The mechanisms underlying glomerular capillary wall injury in Wegener's granulomatosis (WG) are not well understood. Anti-neutrophil cytoplasmic antibodies (ANCA), present in sera from patients with WG, are known to stimulate respiratory burst and degranulation of primed polymorphonuclear neutrophils (PMN) in vitro. Experimental studies have shown that oxygen radical production and lysosomal enzymes are important mediators of glomerular capillary wall injury. In the present study we investigated the presence of activated PMN and the extracellular localization of lysosomal enzymes in 28 consecutive renal biopsies from patients with WG. The presence of activated PMN within the renal biopsies was compared with the capacity of ANCA, isolated from simultaneously drawn serum samples, to activate primed PMN obtained from a normal donor. Both parameters were also related to renal function. Renal biopsies were obtained from newly diagnosed WG patients before therapy had started. Activation of PMN in the biopsies was assessed by measuring hydrogen peroxide production in situ. The number of activated PMN in the biopsy correlated with the extent of impairment of renal function. Proteinase 3, myeloperoxidase, and elastase, all targets of ANCA, were localized extracellularly in renal tissue and were also found within tubular epithelial cells. All ANCA positive samples were capable of activating primed PMN. The amount of activation correlated with the ANCA titer in those samples. No correlation, however, was found between the in vitro capacity of ANCA-positive IgG fractions to activate primed PMN and the number of activated PMN present in the renal biopsy. We conclude that activated PMN producing toxic oxygen metabolites and releasing lysosomal enzymes, are present in renal biopsies from patients with WG. The amount of activated PMN present within the kidney, and not the capacity of the corresponding ANCA to activate PMN, correlates with renal tissue damage as assessed by serum creatinine levels.

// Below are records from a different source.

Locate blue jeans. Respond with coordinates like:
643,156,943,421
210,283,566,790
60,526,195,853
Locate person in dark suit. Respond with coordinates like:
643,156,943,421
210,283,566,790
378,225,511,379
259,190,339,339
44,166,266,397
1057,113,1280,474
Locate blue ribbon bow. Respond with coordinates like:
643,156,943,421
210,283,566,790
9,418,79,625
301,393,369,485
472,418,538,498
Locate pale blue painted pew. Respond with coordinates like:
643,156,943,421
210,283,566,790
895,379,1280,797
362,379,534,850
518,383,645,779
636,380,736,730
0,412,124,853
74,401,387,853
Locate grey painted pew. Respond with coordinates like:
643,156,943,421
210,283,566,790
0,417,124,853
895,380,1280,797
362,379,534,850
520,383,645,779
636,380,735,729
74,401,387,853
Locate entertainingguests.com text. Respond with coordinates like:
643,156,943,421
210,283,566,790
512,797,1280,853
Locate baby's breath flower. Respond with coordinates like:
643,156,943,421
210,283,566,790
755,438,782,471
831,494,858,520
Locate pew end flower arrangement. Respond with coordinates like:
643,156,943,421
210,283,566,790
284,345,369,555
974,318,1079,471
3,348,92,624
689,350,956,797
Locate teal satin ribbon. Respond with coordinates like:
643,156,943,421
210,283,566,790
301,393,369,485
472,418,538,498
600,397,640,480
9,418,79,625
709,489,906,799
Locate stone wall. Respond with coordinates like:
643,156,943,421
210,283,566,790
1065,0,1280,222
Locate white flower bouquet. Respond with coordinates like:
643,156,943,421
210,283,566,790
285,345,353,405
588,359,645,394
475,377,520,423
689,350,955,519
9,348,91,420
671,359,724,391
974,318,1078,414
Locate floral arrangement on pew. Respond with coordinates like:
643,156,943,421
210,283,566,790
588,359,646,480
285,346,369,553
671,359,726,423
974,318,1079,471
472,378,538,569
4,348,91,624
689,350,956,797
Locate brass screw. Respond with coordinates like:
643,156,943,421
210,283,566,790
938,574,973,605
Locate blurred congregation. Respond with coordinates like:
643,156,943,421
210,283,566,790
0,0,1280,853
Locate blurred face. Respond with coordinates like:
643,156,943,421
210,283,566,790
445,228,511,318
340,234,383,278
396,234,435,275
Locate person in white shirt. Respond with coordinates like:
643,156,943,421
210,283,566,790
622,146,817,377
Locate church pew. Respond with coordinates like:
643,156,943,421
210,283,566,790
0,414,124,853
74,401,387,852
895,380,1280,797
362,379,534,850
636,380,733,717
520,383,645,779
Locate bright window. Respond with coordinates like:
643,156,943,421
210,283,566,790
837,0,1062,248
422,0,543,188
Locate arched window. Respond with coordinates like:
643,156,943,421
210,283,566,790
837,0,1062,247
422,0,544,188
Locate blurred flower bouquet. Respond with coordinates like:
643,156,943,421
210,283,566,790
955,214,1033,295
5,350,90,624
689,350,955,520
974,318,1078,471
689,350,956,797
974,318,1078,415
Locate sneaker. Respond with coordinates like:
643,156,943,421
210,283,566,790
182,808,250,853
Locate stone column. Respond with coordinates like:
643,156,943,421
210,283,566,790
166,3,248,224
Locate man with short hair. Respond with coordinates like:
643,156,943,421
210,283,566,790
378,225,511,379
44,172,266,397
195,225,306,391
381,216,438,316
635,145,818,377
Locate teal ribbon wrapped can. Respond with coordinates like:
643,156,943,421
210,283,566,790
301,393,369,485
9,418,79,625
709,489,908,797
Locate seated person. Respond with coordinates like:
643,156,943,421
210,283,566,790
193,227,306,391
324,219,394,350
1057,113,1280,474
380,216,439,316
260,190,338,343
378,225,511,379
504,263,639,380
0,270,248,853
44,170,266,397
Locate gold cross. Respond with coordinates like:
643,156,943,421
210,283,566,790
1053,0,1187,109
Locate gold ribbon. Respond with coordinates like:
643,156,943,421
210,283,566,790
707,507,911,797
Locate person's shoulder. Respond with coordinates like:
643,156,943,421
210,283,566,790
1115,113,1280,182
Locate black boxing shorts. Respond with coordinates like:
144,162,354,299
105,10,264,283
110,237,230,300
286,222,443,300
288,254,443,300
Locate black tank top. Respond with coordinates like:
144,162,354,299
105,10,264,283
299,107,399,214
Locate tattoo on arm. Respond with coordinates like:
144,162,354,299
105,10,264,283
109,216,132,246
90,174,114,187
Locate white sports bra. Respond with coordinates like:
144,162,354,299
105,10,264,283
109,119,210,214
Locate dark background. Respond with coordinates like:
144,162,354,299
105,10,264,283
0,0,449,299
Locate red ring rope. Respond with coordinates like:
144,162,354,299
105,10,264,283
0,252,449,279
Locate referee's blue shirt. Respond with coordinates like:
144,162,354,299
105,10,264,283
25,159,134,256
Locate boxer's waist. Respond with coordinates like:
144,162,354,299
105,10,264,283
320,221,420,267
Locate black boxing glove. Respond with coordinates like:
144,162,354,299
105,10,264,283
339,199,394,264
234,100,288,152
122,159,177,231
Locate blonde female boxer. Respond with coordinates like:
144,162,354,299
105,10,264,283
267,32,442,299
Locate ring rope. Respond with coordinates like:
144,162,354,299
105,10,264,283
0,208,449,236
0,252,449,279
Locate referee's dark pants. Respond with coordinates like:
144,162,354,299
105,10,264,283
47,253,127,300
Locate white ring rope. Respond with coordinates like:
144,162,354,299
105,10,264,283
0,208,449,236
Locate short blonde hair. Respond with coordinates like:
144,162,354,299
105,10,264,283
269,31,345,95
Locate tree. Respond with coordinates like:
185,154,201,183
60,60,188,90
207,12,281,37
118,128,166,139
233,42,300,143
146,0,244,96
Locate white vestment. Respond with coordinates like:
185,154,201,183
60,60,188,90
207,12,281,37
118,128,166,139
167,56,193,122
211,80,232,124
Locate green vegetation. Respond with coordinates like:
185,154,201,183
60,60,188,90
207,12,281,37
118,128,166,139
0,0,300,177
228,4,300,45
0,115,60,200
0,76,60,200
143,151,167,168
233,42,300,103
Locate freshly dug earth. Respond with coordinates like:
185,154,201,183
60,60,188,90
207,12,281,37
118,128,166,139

韦格纳肉芽肿病(WG)中肾小球毛细血管壁损伤的潜在机制尚未完全明确。已知WG患者血清中存在的抗中性粒细胞胞浆抗体(ANCA)可在体外刺激致敏多形核中性粒细胞(PMN)的呼吸爆发和脱颗粒。实验研究表明,氧自由基生成和溶酶体酶是肾小球毛细血管壁损伤的重要介质。在本研究中,我们调查了28例连续的WG患者肾活检组织中活化PMN的存在情况以及溶酶体酶的细胞外定位。将肾活检组织中活化PMN的存在情况与从同时采集的血清样本中分离出的ANCA激活正常供体来源的致敏PMN的能力进行了比较。这两个参数也与肾功能相关。肾活检组织取自新诊断的WG患者,且在治疗开始前获取。通过原位测量过氧化氢生成来评估活检组织中PMN的活化情况。活检组织中活化PMN的数量与肾功能损害程度相关。蛋白酶3、髓过氧化物酶和弹性蛋白酶,均为ANCA的靶点,在肾组织细胞外定位,且在肾小管上皮细胞内也有发现。所有ANCA阳性样本均能够激活致敏PMN。活化程度与这些样本中的ANCA滴度相关。然而,在体外,ANCA阳性IgG组分激活致敏PMN的能力与肾活检组织中活化PMN的数量之间未发现相关性。我们得出结论,产生有毒氧代谢产物并释放溶酶体酶的活化PMN存在于WG患者的肾活检组织中。肾脏内活化PMN的数量而非相应ANCA激活PMN的能力,与通过血清肌酐水平评估的肾组织损伤相关。